Willis's research focuses on reconstructing long term responses of ecosystems to environmental change, including climate change, human impact and sea level rise. She argues that understanding long-term records of ecosystem change is essential for a proper understanding of future ecosystem responses. Many scientific studies are limited to short-term datasets that rarely span more than 40 to 50 years, although many larger organisms, including trees and large mammals, have an average generation time which exceeds this timescale. Short-term records therefore are unable to reconstruct natural variability over time, or the rates of migration as a result of environmental change. She also argues that a short-term approach gives a static view of ecosystems, and leads to the conceptual formation of an unrealistic "norm" which must be maintained or restored and protected. Her research group in the Oxford Long-term Ecology laboratory therefore attempts to reconstruct ecosystem responses to environmental change on timescales ranging from tens to millions of years, and the applications of long-term records in biodiversity conservation. She has argued that the impacts of contemporary climate change on plant biota is uncertain and potentially not as severe as researchers envision, and challenged assumptions made in the interpretation of spatially constrained temperature records. Kew's State of the World's Plants report (2016) pinpoints land cover change as the major threat to global biodiversity, not climate change.

Willis's research has been published in Nature, Science, Philosophical Transactions of the Royal Society B, Biological Conservation. and Quaternary Science Reviews.

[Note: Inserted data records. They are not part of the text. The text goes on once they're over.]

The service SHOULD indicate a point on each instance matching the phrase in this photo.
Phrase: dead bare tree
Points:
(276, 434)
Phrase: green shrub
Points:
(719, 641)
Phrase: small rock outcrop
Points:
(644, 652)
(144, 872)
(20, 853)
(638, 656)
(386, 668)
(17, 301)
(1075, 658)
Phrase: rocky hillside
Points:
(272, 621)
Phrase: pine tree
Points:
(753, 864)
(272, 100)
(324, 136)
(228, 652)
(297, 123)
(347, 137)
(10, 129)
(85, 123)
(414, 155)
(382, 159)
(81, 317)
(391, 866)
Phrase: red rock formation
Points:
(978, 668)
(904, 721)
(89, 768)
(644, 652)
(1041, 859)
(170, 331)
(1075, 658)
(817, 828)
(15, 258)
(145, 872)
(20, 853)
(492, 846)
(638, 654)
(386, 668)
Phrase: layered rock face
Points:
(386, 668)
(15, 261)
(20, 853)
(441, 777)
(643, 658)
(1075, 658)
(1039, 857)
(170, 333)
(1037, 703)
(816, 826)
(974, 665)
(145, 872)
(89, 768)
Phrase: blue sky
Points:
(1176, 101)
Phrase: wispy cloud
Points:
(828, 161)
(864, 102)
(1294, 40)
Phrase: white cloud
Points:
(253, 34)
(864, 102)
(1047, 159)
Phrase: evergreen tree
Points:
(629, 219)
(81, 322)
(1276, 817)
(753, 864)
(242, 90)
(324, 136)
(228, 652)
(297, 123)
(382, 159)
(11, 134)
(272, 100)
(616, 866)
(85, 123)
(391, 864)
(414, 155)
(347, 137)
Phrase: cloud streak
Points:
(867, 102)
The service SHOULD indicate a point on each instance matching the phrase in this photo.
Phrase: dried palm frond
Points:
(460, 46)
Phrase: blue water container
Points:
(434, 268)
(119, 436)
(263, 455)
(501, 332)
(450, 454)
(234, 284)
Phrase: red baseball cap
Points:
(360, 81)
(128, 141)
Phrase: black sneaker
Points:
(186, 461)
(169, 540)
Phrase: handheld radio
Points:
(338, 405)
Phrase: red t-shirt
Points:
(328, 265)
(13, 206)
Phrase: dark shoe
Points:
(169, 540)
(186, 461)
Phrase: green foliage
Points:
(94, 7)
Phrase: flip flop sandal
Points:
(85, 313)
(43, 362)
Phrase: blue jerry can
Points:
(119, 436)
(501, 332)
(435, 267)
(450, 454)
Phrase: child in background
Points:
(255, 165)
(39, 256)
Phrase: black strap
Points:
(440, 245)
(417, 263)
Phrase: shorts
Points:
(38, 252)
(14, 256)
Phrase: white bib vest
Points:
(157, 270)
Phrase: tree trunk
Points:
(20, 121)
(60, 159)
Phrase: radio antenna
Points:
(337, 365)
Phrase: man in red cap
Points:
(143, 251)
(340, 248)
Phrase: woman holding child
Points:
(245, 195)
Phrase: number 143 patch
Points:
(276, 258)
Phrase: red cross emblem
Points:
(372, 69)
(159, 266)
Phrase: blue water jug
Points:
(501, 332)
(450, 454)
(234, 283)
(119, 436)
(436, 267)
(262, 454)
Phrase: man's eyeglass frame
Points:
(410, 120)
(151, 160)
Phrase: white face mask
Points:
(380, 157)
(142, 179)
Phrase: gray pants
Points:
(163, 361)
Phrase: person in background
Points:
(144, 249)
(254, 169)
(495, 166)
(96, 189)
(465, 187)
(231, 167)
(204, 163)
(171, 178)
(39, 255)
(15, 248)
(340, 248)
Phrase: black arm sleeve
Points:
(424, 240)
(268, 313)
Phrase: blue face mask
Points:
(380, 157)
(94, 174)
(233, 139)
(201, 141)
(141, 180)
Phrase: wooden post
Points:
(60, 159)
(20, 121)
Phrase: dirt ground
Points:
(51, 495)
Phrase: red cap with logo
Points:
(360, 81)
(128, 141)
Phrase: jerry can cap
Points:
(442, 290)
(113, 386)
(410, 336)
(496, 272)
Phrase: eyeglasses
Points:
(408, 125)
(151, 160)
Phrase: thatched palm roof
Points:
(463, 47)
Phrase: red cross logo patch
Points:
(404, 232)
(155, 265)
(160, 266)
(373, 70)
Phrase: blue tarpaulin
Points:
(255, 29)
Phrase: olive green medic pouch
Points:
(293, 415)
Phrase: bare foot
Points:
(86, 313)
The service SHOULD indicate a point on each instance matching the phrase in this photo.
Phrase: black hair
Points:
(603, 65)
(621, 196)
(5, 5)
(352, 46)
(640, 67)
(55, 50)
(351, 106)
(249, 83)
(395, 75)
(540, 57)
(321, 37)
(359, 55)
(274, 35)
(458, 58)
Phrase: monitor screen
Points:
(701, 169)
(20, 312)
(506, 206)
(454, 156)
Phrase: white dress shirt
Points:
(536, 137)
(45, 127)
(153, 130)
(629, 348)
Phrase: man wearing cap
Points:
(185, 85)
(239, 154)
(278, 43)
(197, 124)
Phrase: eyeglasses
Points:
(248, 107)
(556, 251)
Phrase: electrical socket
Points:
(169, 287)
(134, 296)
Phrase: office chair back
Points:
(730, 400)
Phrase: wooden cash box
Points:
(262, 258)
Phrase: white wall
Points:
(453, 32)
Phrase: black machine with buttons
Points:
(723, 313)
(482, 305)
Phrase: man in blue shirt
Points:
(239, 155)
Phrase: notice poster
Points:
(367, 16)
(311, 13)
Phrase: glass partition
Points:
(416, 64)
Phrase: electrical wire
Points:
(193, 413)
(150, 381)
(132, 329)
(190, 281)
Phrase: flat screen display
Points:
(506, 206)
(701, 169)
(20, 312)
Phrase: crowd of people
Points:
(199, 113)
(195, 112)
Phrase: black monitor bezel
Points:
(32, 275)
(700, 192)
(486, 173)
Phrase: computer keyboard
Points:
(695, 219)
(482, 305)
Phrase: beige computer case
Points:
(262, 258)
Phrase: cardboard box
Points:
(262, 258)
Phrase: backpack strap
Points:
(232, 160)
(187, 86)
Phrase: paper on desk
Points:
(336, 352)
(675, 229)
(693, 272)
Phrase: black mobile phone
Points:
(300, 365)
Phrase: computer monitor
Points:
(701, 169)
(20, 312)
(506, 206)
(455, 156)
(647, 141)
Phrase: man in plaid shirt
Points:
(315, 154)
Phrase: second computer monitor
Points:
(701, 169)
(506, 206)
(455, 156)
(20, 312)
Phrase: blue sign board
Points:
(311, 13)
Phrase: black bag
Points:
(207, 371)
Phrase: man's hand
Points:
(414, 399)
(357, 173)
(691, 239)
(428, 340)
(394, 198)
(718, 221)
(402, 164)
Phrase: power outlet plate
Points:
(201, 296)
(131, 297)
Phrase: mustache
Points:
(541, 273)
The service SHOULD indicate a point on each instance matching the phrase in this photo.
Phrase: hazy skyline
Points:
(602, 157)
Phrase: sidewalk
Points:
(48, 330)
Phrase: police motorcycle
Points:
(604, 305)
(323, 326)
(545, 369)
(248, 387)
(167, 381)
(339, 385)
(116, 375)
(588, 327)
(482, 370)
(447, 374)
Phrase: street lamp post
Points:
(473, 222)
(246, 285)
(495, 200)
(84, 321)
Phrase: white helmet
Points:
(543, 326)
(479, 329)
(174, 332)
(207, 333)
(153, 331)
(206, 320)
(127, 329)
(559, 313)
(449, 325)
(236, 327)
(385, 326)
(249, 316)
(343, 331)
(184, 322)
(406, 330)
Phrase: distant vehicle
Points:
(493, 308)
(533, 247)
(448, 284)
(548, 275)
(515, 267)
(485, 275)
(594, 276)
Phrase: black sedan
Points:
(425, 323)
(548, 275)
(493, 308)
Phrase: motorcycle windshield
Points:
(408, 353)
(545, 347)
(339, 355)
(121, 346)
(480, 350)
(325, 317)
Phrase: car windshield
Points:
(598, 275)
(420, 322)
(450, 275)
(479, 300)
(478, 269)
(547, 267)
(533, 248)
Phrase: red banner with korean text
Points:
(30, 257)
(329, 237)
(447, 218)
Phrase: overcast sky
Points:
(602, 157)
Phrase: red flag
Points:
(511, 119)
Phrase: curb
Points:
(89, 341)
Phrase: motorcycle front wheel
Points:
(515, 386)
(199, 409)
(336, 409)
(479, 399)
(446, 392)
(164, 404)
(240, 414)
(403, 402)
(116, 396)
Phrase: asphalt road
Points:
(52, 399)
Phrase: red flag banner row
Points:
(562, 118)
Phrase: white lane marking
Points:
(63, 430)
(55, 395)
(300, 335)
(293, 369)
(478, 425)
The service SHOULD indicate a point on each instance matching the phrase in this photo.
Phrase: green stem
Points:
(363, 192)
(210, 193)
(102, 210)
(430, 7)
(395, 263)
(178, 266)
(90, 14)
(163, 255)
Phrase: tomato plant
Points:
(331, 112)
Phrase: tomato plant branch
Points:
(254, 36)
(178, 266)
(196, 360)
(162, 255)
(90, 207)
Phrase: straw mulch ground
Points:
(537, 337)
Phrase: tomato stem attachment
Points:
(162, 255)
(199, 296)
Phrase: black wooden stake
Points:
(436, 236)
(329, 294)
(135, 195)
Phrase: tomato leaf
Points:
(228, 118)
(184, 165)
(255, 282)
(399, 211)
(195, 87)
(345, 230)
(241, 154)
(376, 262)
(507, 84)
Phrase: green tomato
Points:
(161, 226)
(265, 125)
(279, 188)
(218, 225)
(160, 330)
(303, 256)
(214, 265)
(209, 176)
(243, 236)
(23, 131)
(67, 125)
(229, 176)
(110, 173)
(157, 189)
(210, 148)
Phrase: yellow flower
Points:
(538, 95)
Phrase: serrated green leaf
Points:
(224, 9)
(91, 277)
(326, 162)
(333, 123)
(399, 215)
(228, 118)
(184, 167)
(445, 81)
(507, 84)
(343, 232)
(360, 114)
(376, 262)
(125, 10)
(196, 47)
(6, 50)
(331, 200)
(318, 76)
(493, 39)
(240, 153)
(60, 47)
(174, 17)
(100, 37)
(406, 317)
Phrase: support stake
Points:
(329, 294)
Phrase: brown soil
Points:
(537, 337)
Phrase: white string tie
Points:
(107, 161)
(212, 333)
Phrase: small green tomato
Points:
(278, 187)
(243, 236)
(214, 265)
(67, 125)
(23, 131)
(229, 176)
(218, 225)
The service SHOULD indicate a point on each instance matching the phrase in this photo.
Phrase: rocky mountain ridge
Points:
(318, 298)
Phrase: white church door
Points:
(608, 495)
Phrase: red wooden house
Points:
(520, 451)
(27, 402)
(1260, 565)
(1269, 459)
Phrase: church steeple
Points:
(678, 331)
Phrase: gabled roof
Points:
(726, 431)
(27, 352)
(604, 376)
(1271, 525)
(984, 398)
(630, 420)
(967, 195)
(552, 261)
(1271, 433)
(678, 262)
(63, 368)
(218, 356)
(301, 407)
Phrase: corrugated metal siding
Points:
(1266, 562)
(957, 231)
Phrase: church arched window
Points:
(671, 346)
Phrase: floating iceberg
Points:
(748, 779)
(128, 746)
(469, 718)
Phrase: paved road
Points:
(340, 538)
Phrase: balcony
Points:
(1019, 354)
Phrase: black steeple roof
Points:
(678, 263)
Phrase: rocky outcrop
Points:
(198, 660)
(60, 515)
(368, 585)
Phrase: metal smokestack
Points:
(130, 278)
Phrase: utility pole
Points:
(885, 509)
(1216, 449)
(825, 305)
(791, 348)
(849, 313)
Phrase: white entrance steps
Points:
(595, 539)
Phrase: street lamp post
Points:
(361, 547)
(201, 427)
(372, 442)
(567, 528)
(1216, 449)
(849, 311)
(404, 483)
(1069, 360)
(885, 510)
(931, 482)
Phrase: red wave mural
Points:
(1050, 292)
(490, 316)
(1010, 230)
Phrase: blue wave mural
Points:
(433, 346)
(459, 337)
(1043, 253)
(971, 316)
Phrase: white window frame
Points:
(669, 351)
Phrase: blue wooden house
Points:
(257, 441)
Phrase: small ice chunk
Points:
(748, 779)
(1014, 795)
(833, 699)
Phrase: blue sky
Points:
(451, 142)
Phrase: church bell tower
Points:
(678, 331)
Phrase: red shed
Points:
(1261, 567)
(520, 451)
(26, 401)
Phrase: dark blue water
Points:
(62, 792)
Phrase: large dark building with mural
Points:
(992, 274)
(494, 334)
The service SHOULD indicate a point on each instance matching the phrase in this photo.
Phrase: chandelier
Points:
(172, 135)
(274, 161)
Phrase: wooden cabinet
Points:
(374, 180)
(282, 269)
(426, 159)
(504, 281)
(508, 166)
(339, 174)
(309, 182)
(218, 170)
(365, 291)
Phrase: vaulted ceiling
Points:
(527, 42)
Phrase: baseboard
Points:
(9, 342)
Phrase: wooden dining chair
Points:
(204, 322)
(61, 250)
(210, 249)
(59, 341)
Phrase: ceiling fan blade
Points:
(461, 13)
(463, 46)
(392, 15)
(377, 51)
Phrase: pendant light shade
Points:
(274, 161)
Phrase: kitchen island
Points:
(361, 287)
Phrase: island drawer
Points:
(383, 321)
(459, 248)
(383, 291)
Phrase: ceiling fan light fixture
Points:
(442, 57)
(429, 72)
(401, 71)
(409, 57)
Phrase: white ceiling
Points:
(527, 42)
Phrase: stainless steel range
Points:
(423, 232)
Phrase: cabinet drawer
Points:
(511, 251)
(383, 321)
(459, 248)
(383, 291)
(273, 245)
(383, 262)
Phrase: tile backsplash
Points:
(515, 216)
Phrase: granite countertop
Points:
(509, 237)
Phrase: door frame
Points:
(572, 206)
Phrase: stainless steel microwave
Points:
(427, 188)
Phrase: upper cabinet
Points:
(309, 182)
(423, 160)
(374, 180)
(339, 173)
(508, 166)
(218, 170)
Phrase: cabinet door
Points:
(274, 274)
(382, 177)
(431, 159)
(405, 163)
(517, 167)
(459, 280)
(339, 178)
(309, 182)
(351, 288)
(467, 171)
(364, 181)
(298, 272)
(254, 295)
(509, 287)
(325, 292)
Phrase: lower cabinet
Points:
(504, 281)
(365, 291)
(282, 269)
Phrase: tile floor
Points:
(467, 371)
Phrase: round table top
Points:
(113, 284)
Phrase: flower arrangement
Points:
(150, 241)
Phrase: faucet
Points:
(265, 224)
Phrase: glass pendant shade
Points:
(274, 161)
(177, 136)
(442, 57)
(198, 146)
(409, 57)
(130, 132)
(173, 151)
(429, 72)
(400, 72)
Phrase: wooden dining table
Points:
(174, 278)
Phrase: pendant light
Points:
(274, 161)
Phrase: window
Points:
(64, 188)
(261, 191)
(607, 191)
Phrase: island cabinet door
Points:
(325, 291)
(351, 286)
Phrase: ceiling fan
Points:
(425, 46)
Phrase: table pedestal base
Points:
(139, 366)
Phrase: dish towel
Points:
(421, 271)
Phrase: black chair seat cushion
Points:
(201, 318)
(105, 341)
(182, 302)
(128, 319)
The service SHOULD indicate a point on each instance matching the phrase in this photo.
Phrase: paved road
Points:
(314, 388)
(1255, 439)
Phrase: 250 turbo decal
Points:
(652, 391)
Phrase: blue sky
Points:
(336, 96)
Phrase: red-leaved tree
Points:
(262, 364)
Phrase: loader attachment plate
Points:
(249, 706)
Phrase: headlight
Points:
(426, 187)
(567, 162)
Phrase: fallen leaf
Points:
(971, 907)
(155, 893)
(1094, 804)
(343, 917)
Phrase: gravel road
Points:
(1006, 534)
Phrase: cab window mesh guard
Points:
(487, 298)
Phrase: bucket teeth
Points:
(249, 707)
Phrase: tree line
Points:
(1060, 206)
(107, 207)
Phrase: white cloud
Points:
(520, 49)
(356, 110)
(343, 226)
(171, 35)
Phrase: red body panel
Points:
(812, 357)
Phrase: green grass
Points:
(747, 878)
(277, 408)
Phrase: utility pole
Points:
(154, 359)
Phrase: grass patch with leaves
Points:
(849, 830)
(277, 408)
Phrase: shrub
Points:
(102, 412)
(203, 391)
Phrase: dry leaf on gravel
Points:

With Jennifer McElwain she co-authored the textbook The Evolution of Plants. Her research has been funded by the Natural Environment Research Council (NERC) and the Arts and Humanities Research Council (AHRC).

==House of Lords==
She was nominated as a life peer by the House of Lords Appointments Commission on 17 May 2022. She was created Baroness Willis of Summertown on 8 July 2022. Hers was the last peerage created by Elizabeth II. She made her maiden speech on 8 September 2022 during a debate on Climate Change and Biodiversity: Food Security. She sits as a non-party-political crossbench peer.

== Personal life ==
Willis married Andrew Gant, a composer and Liberal Democrat politician, in 1992. They have two sons and a daughter.

==Awards and honours==

- Royal Society University Research Fellowship (URF)
- The Lyell Fund, Geological Society of London in 2008
- Elected a fellow of the Geological Society of London (FGS) in 2009
- Elected foreign member of the Norwegian Academy of Science and Letters
- Awarded the Michael Faraday Prize by the Royal Society, 2015
- Honorary doctorate, University of Bergen, 2017.
- Appointed Commander of the Most Excellent Order of the British Empire (CBE) in the 2018 Birthday Honours
- Elected a Fellow of the Royal Society in 2026.